Maximum Area

[Mr.Pacman]

So i got to this problem in my math book and wanted to try it but i got stuck
I know to find maximum area you should take the first derivative set it equal to zero
and so on...but the fact that its bounded in side the triangle is throwing me off...


Problem:

The Figues show a rectange, a circle, and a semicircle inscribed in a triangle bounded by the coordinate axes and the first-quadrant portion of the line with intercepts (3,0) and (0,4). Find the dimensions of each inscribed figure such that its area is maximum. State whether calculus was helpful in finding the required dimensions. Explain your reasoning....

 

[galactus]

Here's the first one. A freebie.

We can use similar triangles.

The area of the rectangle is \(\displaystyle A=xy\)

Let x and y be the dimensions of the rectangle.

Then, by similar triangles, we have \(\displaystyle \frac{x}{3}=\frac{4-y}{4}\)

\(\displaystyle y=4-\frac{4x}{3}\)

\(\displaystyle A=x\left(4-\frac{4x}{3}\right)\)

Differentiate:

\(\displaystyle \frac{dA}{dx}=4-\frac{8x}{3}\)

Setting to 0 and solving for x gives us \(\displaystyle x=\frac{3}{2}\)

and \(\displaystyle y=2\)

The max area is \(\displaystyle 2(\frac{3}{2})=3\)


EDIT: I got mixed up and thought of the centroid. Soroban straightened out my mistake.

 

[Mr.Pacman]

Thanks but theres one part im not understanding



Then, by similar triangles, we have \(\displaystyle \frac{x}{3}=\frac{4-y}{4}\)

\(\displaystyle y=4-\frac{4x}{3}\)


where did you pull the numbers from for the rectangle
because if the \(\displaystyle A=lw\) thus \(\displaystyle A=(1)(2)\)

And for the for the circle

A=pie * r[sup:vcjadcvt]2[/sup:vcjadcvt]


with pie being a constant
i can differentiate for r correct.

and then plug in 1 for the radius, since the r's length is from (0,0) to point (1,0)
then set it equal to zero to find the max?

 

[soroban]

Hello, Mr.Pacman!

The second and third parts do not require Calculus . . . just geometry.

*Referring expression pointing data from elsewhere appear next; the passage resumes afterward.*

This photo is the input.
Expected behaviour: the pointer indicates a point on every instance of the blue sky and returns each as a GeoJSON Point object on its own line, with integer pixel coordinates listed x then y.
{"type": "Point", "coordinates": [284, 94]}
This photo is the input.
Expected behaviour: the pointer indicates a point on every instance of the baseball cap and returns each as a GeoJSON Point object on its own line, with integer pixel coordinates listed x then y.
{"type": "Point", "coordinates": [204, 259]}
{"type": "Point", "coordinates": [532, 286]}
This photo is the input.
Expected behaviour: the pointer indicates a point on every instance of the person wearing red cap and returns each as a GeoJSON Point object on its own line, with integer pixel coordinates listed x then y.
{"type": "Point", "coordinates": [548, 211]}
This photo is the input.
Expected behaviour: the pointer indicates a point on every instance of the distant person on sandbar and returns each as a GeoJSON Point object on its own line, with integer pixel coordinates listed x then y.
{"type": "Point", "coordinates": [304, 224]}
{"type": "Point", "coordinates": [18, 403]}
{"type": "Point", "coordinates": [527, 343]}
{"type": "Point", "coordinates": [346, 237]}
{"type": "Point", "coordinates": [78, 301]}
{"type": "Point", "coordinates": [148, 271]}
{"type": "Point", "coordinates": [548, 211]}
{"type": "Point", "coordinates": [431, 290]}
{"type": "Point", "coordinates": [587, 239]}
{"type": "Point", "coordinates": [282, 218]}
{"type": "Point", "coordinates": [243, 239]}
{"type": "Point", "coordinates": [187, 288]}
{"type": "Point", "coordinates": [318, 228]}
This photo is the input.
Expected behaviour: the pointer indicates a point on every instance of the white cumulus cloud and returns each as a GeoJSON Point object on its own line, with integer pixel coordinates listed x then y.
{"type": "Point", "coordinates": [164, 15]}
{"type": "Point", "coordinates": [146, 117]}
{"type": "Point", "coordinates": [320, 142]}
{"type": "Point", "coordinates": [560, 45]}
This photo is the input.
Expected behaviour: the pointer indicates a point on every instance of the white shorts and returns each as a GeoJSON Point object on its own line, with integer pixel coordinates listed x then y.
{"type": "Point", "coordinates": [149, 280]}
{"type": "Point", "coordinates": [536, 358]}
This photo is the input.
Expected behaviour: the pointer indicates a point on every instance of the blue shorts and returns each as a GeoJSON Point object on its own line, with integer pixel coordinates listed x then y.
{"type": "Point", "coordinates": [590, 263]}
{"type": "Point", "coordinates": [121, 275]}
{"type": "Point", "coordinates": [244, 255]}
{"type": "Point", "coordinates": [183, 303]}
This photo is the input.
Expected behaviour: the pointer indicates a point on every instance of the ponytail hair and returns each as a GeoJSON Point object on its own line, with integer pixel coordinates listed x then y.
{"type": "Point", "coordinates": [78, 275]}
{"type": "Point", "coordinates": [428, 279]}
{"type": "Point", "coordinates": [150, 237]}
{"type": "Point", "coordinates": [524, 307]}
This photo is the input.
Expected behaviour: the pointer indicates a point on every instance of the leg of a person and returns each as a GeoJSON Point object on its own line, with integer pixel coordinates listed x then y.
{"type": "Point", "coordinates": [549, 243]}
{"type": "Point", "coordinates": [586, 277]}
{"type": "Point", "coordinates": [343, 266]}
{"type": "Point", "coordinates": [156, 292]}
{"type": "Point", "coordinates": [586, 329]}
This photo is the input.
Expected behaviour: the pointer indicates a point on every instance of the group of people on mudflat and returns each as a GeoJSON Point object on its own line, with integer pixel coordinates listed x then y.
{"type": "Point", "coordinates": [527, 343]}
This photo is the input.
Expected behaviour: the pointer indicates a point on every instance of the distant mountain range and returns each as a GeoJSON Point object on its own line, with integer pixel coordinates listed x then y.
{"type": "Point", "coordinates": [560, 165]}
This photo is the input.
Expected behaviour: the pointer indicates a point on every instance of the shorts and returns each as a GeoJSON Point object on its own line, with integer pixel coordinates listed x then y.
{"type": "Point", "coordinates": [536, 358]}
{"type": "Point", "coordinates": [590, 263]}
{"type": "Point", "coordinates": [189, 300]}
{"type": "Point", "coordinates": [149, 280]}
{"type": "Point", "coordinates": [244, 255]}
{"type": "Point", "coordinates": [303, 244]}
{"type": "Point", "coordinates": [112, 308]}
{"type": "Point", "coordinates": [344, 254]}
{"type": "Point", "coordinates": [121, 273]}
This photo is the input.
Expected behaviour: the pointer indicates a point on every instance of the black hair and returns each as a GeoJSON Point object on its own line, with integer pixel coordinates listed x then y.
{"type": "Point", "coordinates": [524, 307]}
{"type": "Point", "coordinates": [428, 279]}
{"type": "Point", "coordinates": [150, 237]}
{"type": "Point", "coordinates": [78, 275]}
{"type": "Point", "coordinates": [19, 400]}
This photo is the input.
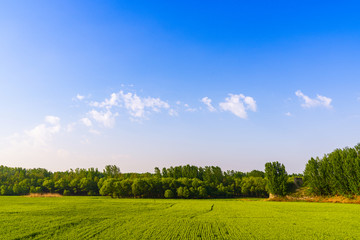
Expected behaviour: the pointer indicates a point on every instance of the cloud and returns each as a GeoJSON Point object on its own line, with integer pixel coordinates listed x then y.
{"type": "Point", "coordinates": [107, 118]}
{"type": "Point", "coordinates": [207, 102]}
{"type": "Point", "coordinates": [173, 113]}
{"type": "Point", "coordinates": [87, 122]}
{"type": "Point", "coordinates": [137, 107]}
{"type": "Point", "coordinates": [238, 105]}
{"type": "Point", "coordinates": [79, 97]}
{"type": "Point", "coordinates": [319, 101]}
{"type": "Point", "coordinates": [42, 133]}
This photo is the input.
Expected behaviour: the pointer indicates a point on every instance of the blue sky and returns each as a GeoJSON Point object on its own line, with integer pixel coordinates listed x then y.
{"type": "Point", "coordinates": [142, 84]}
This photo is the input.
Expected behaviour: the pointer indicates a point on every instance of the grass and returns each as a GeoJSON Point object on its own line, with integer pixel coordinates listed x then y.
{"type": "Point", "coordinates": [106, 218]}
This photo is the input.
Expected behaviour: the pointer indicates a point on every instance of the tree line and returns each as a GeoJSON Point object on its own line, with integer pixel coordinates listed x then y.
{"type": "Point", "coordinates": [174, 182]}
{"type": "Point", "coordinates": [336, 173]}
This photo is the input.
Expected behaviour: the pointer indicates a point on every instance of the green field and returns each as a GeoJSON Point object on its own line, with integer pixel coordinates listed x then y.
{"type": "Point", "coordinates": [106, 218]}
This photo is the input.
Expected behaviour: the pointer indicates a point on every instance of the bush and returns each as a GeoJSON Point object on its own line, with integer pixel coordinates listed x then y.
{"type": "Point", "coordinates": [66, 193]}
{"type": "Point", "coordinates": [169, 194]}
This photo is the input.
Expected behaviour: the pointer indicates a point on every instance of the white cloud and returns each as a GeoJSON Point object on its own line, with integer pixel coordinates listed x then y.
{"type": "Point", "coordinates": [173, 113]}
{"type": "Point", "coordinates": [79, 97]}
{"type": "Point", "coordinates": [42, 133]}
{"type": "Point", "coordinates": [319, 101]}
{"type": "Point", "coordinates": [207, 102]}
{"type": "Point", "coordinates": [137, 107]}
{"type": "Point", "coordinates": [238, 105]}
{"type": "Point", "coordinates": [70, 127]}
{"type": "Point", "coordinates": [87, 122]}
{"type": "Point", "coordinates": [52, 120]}
{"type": "Point", "coordinates": [107, 119]}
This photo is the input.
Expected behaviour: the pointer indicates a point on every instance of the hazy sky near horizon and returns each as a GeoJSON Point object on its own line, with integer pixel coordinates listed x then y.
{"type": "Point", "coordinates": [142, 84]}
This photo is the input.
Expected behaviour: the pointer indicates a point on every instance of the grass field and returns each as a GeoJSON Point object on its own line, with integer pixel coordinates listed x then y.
{"type": "Point", "coordinates": [106, 218]}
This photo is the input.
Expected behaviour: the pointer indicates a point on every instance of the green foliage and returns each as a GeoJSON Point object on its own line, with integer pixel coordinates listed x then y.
{"type": "Point", "coordinates": [276, 176]}
{"type": "Point", "coordinates": [183, 181]}
{"type": "Point", "coordinates": [107, 218]}
{"type": "Point", "coordinates": [337, 173]}
{"type": "Point", "coordinates": [169, 194]}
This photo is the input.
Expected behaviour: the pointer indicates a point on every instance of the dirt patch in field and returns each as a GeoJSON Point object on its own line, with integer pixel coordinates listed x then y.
{"type": "Point", "coordinates": [44, 195]}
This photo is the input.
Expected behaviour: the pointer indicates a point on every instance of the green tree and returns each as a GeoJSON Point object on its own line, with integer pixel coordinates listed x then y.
{"type": "Point", "coordinates": [169, 194]}
{"type": "Point", "coordinates": [277, 177]}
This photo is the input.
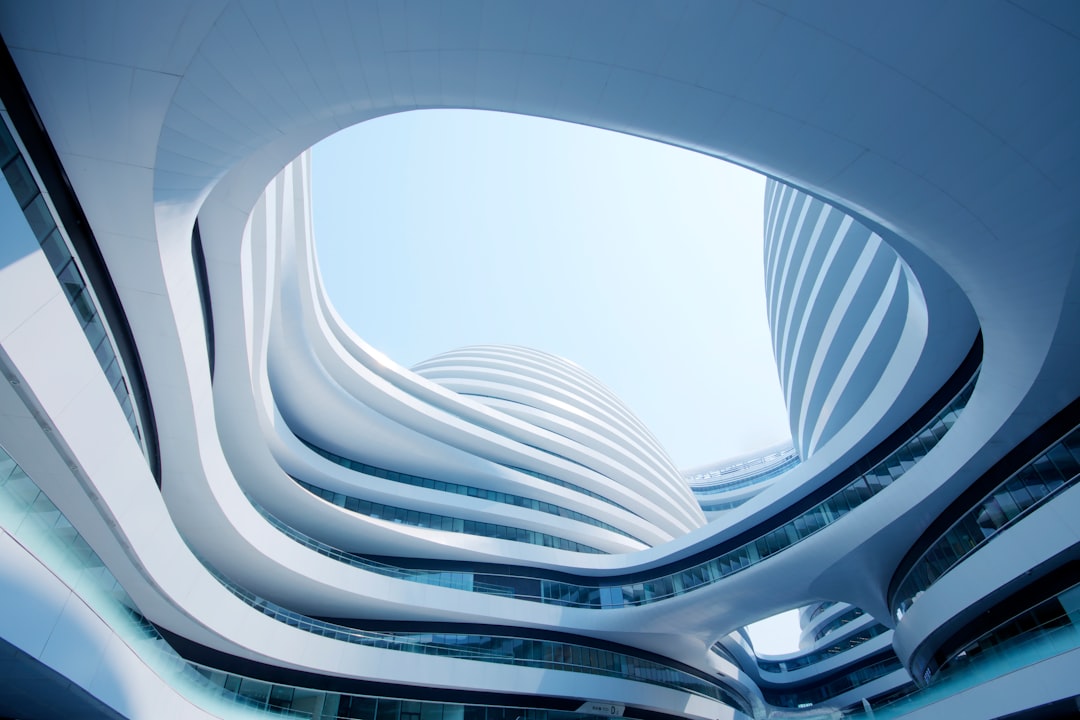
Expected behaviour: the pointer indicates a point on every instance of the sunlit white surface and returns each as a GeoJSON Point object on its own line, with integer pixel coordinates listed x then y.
{"type": "Point", "coordinates": [775, 636]}
{"type": "Point", "coordinates": [639, 261]}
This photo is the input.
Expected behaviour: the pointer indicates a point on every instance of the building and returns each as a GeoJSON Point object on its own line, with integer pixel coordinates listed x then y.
{"type": "Point", "coordinates": [220, 502]}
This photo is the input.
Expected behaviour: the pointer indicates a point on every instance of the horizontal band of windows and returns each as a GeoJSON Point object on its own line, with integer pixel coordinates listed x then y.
{"type": "Point", "coordinates": [525, 652]}
{"type": "Point", "coordinates": [445, 522]}
{"type": "Point", "coordinates": [594, 596]}
{"type": "Point", "coordinates": [724, 486]}
{"type": "Point", "coordinates": [42, 225]}
{"type": "Point", "coordinates": [1034, 485]}
{"type": "Point", "coordinates": [457, 488]}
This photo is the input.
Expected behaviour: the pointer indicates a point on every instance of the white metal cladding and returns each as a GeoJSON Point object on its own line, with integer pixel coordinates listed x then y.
{"type": "Point", "coordinates": [842, 307]}
{"type": "Point", "coordinates": [917, 120]}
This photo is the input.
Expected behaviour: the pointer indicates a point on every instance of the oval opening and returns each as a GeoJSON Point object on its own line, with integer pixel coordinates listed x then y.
{"type": "Point", "coordinates": [639, 261]}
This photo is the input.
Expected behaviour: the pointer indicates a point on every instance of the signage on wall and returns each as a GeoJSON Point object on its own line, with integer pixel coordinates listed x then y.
{"type": "Point", "coordinates": [599, 707]}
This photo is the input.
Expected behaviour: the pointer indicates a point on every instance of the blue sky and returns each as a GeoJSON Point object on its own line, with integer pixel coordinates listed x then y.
{"type": "Point", "coordinates": [639, 261]}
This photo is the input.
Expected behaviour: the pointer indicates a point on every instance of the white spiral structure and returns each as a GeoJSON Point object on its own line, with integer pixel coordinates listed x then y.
{"type": "Point", "coordinates": [218, 501]}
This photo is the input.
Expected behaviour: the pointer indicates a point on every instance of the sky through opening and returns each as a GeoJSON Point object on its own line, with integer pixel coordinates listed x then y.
{"type": "Point", "coordinates": [639, 261]}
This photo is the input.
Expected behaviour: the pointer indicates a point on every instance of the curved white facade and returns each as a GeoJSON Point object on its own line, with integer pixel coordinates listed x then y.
{"type": "Point", "coordinates": [319, 529]}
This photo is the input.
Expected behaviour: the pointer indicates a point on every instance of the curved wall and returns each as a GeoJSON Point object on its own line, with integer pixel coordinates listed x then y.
{"type": "Point", "coordinates": [164, 114]}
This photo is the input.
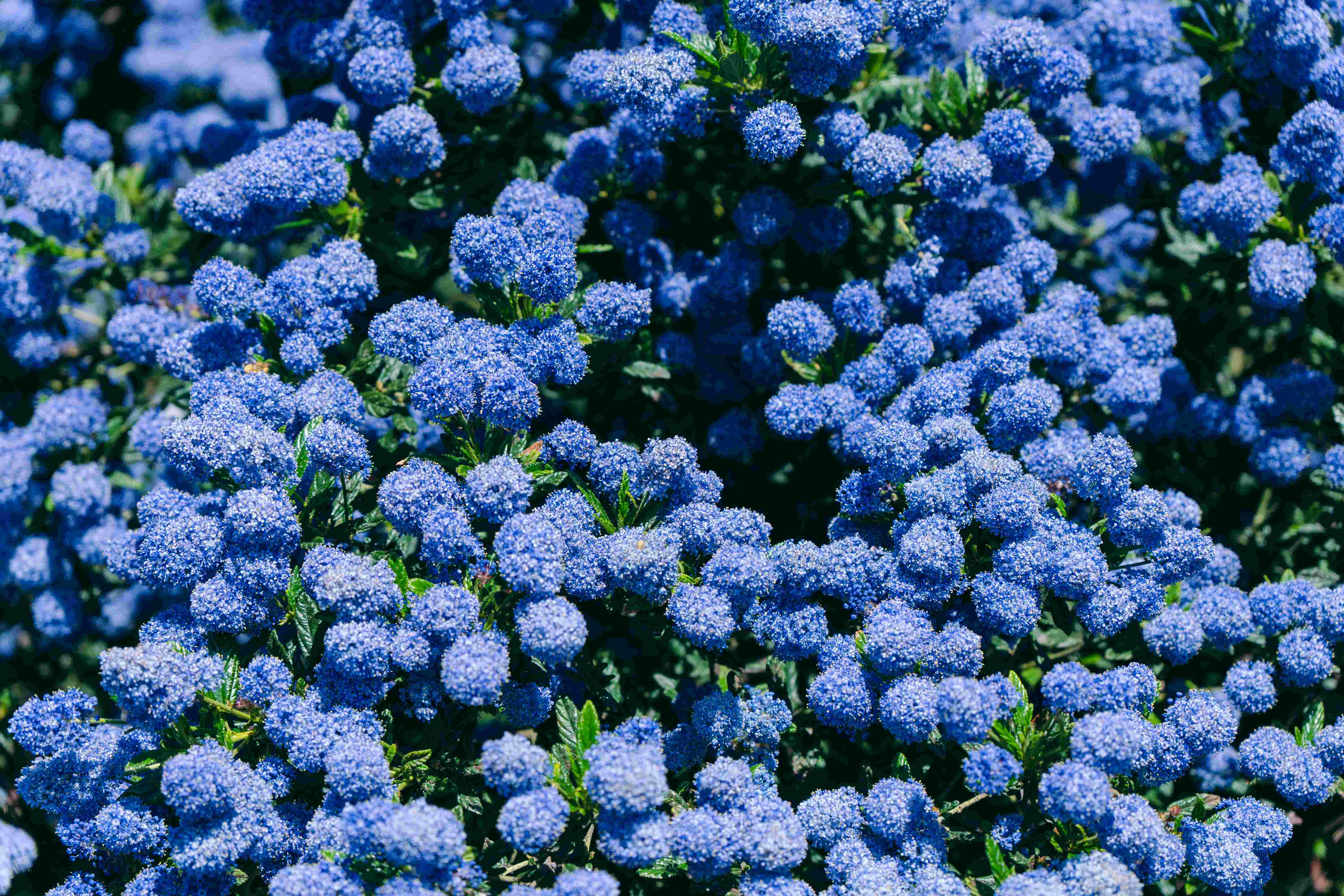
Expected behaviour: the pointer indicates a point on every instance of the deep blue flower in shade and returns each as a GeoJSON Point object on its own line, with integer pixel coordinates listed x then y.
{"type": "Point", "coordinates": [842, 698]}
{"type": "Point", "coordinates": [822, 229]}
{"type": "Point", "coordinates": [759, 19]}
{"type": "Point", "coordinates": [489, 249]}
{"type": "Point", "coordinates": [1007, 832]}
{"type": "Point", "coordinates": [409, 328]}
{"type": "Point", "coordinates": [1251, 686]}
{"type": "Point", "coordinates": [1018, 151]}
{"type": "Point", "coordinates": [1327, 225]}
{"type": "Point", "coordinates": [382, 76]}
{"type": "Point", "coordinates": [513, 765]}
{"type": "Point", "coordinates": [127, 244]}
{"type": "Point", "coordinates": [1175, 636]}
{"type": "Point", "coordinates": [1282, 276]}
{"type": "Point", "coordinates": [990, 769]}
{"type": "Point", "coordinates": [1021, 412]}
{"type": "Point", "coordinates": [533, 821]}
{"type": "Point", "coordinates": [615, 311]}
{"type": "Point", "coordinates": [404, 143]}
{"type": "Point", "coordinates": [550, 272]}
{"type": "Point", "coordinates": [647, 80]}
{"type": "Point", "coordinates": [859, 308]}
{"type": "Point", "coordinates": [702, 616]}
{"type": "Point", "coordinates": [956, 170]}
{"type": "Point", "coordinates": [475, 670]}
{"type": "Point", "coordinates": [1333, 465]}
{"type": "Point", "coordinates": [1304, 659]}
{"type": "Point", "coordinates": [1013, 52]}
{"type": "Point", "coordinates": [764, 217]}
{"type": "Point", "coordinates": [841, 128]}
{"type": "Point", "coordinates": [256, 191]}
{"type": "Point", "coordinates": [880, 163]}
{"type": "Point", "coordinates": [1076, 792]}
{"type": "Point", "coordinates": [775, 132]}
{"type": "Point", "coordinates": [87, 142]}
{"type": "Point", "coordinates": [829, 816]}
{"type": "Point", "coordinates": [483, 78]}
{"type": "Point", "coordinates": [800, 328]}
{"type": "Point", "coordinates": [498, 489]}
{"type": "Point", "coordinates": [339, 449]}
{"type": "Point", "coordinates": [1105, 134]}
{"type": "Point", "coordinates": [1282, 456]}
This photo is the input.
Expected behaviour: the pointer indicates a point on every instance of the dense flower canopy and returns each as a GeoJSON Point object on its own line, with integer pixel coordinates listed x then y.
{"type": "Point", "coordinates": [761, 449]}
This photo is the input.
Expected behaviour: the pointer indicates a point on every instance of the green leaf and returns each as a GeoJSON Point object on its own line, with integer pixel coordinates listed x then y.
{"type": "Point", "coordinates": [997, 860]}
{"type": "Point", "coordinates": [647, 371]}
{"type": "Point", "coordinates": [600, 512]}
{"type": "Point", "coordinates": [706, 57]}
{"type": "Point", "coordinates": [589, 727]}
{"type": "Point", "coordinates": [624, 499]}
{"type": "Point", "coordinates": [229, 687]}
{"type": "Point", "coordinates": [427, 199]}
{"type": "Point", "coordinates": [734, 69]}
{"type": "Point", "coordinates": [666, 867]}
{"type": "Point", "coordinates": [122, 480]}
{"type": "Point", "coordinates": [365, 358]}
{"type": "Point", "coordinates": [280, 649]}
{"type": "Point", "coordinates": [404, 581]}
{"type": "Point", "coordinates": [568, 723]}
{"type": "Point", "coordinates": [380, 404]}
{"type": "Point", "coordinates": [306, 616]}
{"type": "Point", "coordinates": [526, 168]}
{"type": "Point", "coordinates": [1314, 725]}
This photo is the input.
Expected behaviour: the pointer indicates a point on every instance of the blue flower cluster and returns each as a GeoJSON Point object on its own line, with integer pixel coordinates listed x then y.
{"type": "Point", "coordinates": [775, 447]}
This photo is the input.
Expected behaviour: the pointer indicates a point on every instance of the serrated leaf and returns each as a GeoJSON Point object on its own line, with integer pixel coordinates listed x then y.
{"type": "Point", "coordinates": [589, 727]}
{"type": "Point", "coordinates": [280, 649]}
{"type": "Point", "coordinates": [624, 499]}
{"type": "Point", "coordinates": [666, 867]}
{"type": "Point", "coordinates": [306, 612]}
{"type": "Point", "coordinates": [398, 567]}
{"type": "Point", "coordinates": [1314, 725]}
{"type": "Point", "coordinates": [526, 168]}
{"type": "Point", "coordinates": [705, 56]}
{"type": "Point", "coordinates": [427, 199]}
{"type": "Point", "coordinates": [365, 358]}
{"type": "Point", "coordinates": [380, 404]}
{"type": "Point", "coordinates": [997, 860]}
{"type": "Point", "coordinates": [229, 686]}
{"type": "Point", "coordinates": [599, 511]}
{"type": "Point", "coordinates": [568, 722]}
{"type": "Point", "coordinates": [647, 371]}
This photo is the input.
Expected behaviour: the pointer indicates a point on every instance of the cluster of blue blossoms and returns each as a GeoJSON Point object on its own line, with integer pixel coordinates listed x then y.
{"type": "Point", "coordinates": [380, 431]}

The figues show a rectange, a circle, and a semicircle inscribed in a 3-4-5 right triangle.
Find the dimensions of each inscribed figure such that its area is maximum.

\(\displaystyle \text{Second problem: an inscribed circle.}\)
. . \(\displaystyle \text{Important: there is only }one\text{ such circle.}\)

\(\displaystyle \text{We see that the center of the circle is at }(r,r)\,\text{ and the radius is }r.\)
[The incenter is the intersection of the angle bisectors . . . not the centroid.]

\(\displaystyle \text{The center is }r \text{ units from the hypotenuse: }\:4x + 3y - 12 \:=\:0\)

. . \(\displaystyle \text{That is: }\;\frac{|4r + 3r - 12|}{\sqrt{4^2+3^2}} \:=\:r \quad\Rightarrow\quad |7r-12| \:=\:5r \quad\Rightarrow\quad r \:=\:1,6\)

\(\displaystyle \text{Since }r \,=\,1\text{, the area is: }\:A \:=\:\pi(1^2) \:=\:\pi\text{ units}^2.\)



\(\displaystyle \text{Third problem: an inscribed semicircle.}\)
. . \(\displaystyle \text{Again, there is }one\text{ such semicircle.}\)

\(\displaystyle \text{The center is on the hypotenuse; draw perpendiculars to the }x\text{- and }y\text{-axes.}\)
. . \(\displaystyle \text{Their lengths are both }r\text{, the radius of the semiclrcle}\)

\(\displaystyle \text{We see that the center is }(r,r)\text{ and it lies on the line: }\:4x + 3y \:=\:12\)
. . \(\displaystyle 4r + 3r \:=\:12 \quad\Rightarrow\quad r \:=\:\tfrac{12}{7}\)

\(\displaystyle \text{Therefore, the area is: }\;A \:=\:\frac{1}{2}\pi\left(\frac{12}{7}\right)^2 \:=\:\frac{72\pi}{49}\text{ units}^2.\)

 

[galactus]

Yep, I got mixed up and thought of the centroid. Thanks for that correction Soroban.

 

[soroban]

Hello, galactus!

I used to get those centers confused.
Finally, I used baby-talk to sort them out in my mind.


Circumcircle (circumscribed circle)
. . Center is equidistant from the vertices:
. . . . intersection of the perpendicular bisectors.

Incircle (inscribed circle)
. . Center is equidistant from the sides:
. . . . intersection of the angle bisectors.

Centroid: center of mass
. . This "bisects the area":
. . . . centroid is the intersection of the medians.